Sadly, or I should probably say luckily, a program can only change the default program when it is run as administrator. Now with the released game, if you don’t run the game as administrator, the files will be of the .txt type. If you open a file in MS Notepad the game will tell you that you need to drag the file on top of the opened Notepad, or that you can run the game as administrator to allow you to double click. After you have run the game as administrator at least once, the default program has been set and the .tXt file extension will be used.


So that was all 3 years ago. Well except the default program part. That I came up with 3 weeks before the release. But what happened between those 3 years? Well, this was a classic example of losing motivation. The idea of the story was pretty much the same as it is now, except bigger. Your parents get murdered by the dragon, you need to go to Ferdan the smith, and he will tell you about a sword. Except originally the sword had to be forged from 3 different materials that you need to collect. Because of this, the scope of the game was much bigger, meaning the end was further away. The game didn’t feel very fun either. 2 months after starting this project I quit.
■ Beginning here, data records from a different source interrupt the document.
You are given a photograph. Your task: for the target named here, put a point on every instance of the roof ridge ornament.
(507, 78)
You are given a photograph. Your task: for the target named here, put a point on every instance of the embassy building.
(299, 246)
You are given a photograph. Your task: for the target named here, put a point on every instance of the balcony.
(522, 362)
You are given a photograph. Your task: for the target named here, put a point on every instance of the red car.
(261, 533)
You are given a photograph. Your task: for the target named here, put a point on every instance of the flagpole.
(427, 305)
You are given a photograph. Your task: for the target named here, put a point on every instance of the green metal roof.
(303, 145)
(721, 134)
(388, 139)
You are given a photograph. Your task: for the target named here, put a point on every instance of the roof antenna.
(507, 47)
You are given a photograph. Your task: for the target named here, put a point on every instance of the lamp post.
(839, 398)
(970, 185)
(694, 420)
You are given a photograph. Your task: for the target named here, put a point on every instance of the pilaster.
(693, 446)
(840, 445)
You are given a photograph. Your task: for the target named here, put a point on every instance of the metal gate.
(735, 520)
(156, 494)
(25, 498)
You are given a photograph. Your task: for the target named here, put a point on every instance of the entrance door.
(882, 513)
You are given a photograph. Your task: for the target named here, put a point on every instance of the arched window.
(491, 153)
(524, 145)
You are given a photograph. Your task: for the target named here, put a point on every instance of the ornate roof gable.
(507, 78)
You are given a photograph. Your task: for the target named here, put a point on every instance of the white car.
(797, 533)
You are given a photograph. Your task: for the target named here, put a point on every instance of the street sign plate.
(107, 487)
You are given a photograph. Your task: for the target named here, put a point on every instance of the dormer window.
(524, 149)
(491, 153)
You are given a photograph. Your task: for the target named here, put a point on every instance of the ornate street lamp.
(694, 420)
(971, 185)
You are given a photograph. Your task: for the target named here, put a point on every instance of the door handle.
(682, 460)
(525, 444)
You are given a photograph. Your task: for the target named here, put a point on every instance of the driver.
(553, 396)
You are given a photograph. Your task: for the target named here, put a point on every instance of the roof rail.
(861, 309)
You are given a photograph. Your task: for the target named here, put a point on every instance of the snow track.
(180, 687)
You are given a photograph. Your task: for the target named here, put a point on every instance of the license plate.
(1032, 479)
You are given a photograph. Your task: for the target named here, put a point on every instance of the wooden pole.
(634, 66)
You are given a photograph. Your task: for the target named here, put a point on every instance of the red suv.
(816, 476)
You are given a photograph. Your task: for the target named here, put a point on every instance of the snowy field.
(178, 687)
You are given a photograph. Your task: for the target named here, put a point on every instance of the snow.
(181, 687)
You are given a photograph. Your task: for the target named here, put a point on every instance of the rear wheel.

But the project was always in the back of my mind. I’ve built this whole framework around making a game in Notepad, and the project was just laying there. I should finish it and show the world what I made. Then in 2019 I barely finished any projects. Disappointed in myself, I decided that I should change that in 2020 by finishing the unfinished. Starting with the Notepad game. And so here we are. I shrunk down the scope, gave myself a deadline of a month (it took a week longer than that) and rushed it into completion. I submitted the game to the A MAZE. Awards, of which the deadline was February 2nd, so that helped with the motivation.


I’m really happy that the game is done. It’s crazy to think that all this time the project was just collecting digital dust, and now I’ve been able to finish it in about a month. There wasn’t a good reason for the game to be as big as I first had in mind anyway. When you have a game that has a weird gimmick like this, the game needs to be as big as needed to show off all the cool things you can do with it. Though I’d say there was probably more I could have done with this game then you can find in the final product. In any case, I’m proud of what I have achieved.

What’s next? A game in Paint? A game in Calculator? I’m probably not gonna make them, but I would love to see more of these types of games that use an unconventional platform.